Thursday, October 04, 2007

Rivers are a waste of water?

"The idea that we let millions of acre feet of water every year run to the ocean totally wasted is insanity," said GOP California State Assembly leader Mike Villines of Fresno.

California Republicans want to put a stop to the waste by building more dams so the water can be put to use by people. Democrats say the state should emphasize water conservation and underground storage instead of dams. Republicans are blocking progress on a water supply package unless it includes new dams, presumably to stop the insane waste of water by rivers.

I hate to be a partisan, but there's one side that really stuck foot in mouth on this issue.

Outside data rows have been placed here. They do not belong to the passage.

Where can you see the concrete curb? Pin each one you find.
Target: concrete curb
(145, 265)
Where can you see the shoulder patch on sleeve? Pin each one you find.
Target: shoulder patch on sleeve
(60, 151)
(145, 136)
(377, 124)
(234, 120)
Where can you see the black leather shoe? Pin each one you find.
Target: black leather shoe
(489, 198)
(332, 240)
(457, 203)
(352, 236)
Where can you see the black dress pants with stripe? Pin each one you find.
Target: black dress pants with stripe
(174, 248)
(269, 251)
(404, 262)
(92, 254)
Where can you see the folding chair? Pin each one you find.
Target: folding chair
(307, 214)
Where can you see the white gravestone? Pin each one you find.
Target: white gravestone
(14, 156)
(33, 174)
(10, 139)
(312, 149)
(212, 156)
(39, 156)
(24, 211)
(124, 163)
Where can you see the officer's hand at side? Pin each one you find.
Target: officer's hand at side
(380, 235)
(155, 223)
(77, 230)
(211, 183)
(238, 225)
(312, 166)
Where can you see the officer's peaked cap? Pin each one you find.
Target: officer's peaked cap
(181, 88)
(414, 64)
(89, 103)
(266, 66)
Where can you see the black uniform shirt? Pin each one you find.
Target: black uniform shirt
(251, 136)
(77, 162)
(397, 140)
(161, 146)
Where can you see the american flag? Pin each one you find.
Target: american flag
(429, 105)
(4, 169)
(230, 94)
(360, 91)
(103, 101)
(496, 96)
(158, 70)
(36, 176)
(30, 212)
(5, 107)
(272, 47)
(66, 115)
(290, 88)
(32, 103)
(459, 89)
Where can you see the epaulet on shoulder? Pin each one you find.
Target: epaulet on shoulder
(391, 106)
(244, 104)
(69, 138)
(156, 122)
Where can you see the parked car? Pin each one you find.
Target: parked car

Rivers have value, and water is good for more than sprinkling on crops. Are we so poor in spirit that we can't leave any water in rivers?


Anonymous said...

Thanks for posting this.

Anonymous said...

Read Michael Specter, The Last Drop, New Yorker, Oct. 26, 2006, pp 60-71.

Adina said...

For those who are poor in spirit, you don't need to make a spiritual argument. Gretchen Daily writes about "ecosystem services" - the economically valuable services performed by functioning rivers, watersheds and wetlands: water treatment, water supply protection, air quality, flood protection, fish, recreation and tourism. Even if you are a heartless homo economicus, you could see the argument that if the Delta dies, California will be economically poorer.

Question for you in the field - how much headway do you see the "ecosystem services" argument having?

Mark Powell said...

It's less about the message "ecosystem services" and more about times and places and methods of delivery.

We need good messages, and ecosystem services is one of them. If we frame it right and delivery as part of a good strategic opportunity, then ecosystem services is a great message.

By itself, ecosystem services is a bit dry, and not emotionally compelling. It needs to be made real, and applied to a hotly charged context to fire up action.

At least, that's how I see it. Good question.

Adina said...

Sure. And messages vary by audience. "Ecosystem services" is surely the wrong frame for television ads to persuade a broad audience. But it may be a useful frame for civil servants and business people who want persuasive evidence that restoring, say, the Delta ecosystem is a rational and prudent use of resources, not just a luxury for a few tree-huggers (fish-huggers??) that we can't afford.